Wichita officials have not made a decision on the future of an oil drilling proposal at Century II, a decision that could affect a major downtown apartment project.
The city’s urban development department is wrapping up the vetting of Trek AEC officials, the Wichita company that is the only bidder to drill for oil approximately 4,000 feet below Century II. As a result, a Metropolitan Area Planning Commission hearing on the issue that began in early August has been deferred pending completion of that vetting.
Meanwhile, it’s not clear what impact the drilling project would have on the planned River Vista apartment, office and retail complex nearby. City and Delano officials said Friday they think the River Vista developers – George Laham, Dave Burk, Dave Wells and Bill Warren – are opposed to the drilling project. The developers are not commenting publicly on the proposed drilling.
After the city’s vetting is done, City Manager Robert Layton and planning director John Schlegel said it’s not clear how they will proceed.
“What we'll have are the vetting results, and then it will be up to the team to determine if they will change any part of their composition,” Layton said. “And then it’s up to us to decide how to proceed.”
The Eagle reported on July 20, based on accounts from city officials, that City Hall had begun negotiations for a mineral rights lease with the group. City officials said the group was represented by David Leben, a local entrepreneur with unpaid state taxes, loan defaults and debt recovery judgments in the past 10 years.

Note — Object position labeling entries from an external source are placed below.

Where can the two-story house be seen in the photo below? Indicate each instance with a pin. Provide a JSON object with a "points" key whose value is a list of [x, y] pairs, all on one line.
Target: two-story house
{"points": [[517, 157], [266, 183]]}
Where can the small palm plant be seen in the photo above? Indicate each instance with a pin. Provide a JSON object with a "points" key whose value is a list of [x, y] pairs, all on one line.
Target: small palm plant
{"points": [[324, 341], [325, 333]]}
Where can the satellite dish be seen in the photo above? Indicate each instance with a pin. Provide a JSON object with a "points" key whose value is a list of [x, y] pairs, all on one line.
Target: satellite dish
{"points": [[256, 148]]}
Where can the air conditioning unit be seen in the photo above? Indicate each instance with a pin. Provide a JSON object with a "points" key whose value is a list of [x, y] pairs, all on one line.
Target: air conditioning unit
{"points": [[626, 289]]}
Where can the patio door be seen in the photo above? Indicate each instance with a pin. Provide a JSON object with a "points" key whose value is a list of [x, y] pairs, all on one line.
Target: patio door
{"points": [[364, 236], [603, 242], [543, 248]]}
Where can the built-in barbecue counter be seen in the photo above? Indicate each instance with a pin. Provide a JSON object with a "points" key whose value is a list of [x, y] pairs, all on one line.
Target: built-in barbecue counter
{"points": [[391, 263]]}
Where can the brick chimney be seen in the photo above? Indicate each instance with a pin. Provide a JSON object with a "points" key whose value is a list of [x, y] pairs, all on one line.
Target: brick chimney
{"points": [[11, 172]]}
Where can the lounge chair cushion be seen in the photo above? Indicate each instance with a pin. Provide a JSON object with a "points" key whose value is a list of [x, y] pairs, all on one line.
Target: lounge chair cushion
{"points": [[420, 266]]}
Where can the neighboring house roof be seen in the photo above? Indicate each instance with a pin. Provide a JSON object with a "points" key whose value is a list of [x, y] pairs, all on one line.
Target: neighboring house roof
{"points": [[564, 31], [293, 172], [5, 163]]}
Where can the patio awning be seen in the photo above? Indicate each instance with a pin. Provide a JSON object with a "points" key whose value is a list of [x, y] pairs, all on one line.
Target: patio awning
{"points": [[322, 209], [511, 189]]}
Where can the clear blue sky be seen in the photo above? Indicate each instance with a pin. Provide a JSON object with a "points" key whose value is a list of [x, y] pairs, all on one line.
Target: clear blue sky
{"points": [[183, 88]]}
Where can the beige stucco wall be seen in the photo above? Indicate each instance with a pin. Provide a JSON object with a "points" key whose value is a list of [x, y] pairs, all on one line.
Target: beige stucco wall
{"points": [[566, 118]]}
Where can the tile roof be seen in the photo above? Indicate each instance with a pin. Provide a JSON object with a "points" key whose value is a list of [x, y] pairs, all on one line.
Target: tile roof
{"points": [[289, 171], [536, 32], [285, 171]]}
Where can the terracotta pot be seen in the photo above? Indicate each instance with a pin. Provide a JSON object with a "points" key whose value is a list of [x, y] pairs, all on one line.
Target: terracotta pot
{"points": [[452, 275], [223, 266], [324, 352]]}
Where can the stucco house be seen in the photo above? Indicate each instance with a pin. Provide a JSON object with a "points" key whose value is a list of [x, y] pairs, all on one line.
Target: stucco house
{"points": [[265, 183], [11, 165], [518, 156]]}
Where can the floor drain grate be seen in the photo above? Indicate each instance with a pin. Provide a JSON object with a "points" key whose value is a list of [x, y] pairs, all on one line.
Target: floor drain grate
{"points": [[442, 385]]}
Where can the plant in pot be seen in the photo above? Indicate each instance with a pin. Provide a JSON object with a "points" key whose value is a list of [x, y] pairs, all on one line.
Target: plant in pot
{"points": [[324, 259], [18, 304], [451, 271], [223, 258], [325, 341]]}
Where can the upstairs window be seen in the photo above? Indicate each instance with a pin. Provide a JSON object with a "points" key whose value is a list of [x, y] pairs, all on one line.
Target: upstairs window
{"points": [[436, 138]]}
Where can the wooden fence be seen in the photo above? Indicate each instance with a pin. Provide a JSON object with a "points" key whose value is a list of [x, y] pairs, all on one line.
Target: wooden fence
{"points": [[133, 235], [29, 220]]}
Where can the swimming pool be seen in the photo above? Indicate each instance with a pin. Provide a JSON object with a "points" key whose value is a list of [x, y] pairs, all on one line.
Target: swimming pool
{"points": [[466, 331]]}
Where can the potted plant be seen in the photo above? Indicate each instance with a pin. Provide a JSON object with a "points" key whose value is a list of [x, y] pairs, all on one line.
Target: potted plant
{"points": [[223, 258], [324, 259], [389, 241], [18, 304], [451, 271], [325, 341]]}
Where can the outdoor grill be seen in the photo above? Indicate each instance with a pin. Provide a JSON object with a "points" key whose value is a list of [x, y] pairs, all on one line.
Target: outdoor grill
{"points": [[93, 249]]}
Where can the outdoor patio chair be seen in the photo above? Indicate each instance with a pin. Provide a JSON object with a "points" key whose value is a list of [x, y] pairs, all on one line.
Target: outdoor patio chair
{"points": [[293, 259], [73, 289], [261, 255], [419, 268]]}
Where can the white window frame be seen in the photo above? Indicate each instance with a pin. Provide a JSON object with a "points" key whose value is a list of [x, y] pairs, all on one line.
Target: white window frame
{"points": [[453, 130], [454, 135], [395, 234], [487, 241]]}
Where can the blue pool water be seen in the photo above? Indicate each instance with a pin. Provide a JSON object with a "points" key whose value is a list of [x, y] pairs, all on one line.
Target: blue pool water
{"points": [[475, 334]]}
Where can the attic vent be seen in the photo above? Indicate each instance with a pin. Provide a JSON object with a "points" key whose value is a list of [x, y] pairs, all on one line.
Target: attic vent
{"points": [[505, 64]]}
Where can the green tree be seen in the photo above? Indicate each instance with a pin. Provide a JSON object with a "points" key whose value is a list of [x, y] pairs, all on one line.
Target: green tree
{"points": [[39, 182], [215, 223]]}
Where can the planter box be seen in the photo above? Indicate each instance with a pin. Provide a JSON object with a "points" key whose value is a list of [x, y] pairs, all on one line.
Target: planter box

Another principal in the group, veteran Wichita oilman Alan DeGood, ran American Energies Corporation, which is involved in a tax dispute with the Kansas Department of Revenue about whether natural gas wells produced enough to warrant severance taxes.
That City Hall account was disputed by Greg Ferris, a former City Council member who works as a consultant for Trek AEC to help gain council approval for the drilling project. Ferris said Leben has nothing to do with the drilling project, although Leben stands to gain a financial interest in the drilling if Trek AEC strikes oil and can cover its drilling costs.
City officials initially learned about oil downtown in February 2012, when several drillers expressed interest in drilling on the library site.
Karen Cravens, a member of Delano Neighborhood Association and Delano United, groups that represent the retail and residential district near the drilling site, said her group still has “concerns” about the proposed drilling although “compromises may be possible.”
The groups are concerned about the possible environmental impact of the drilling, she said.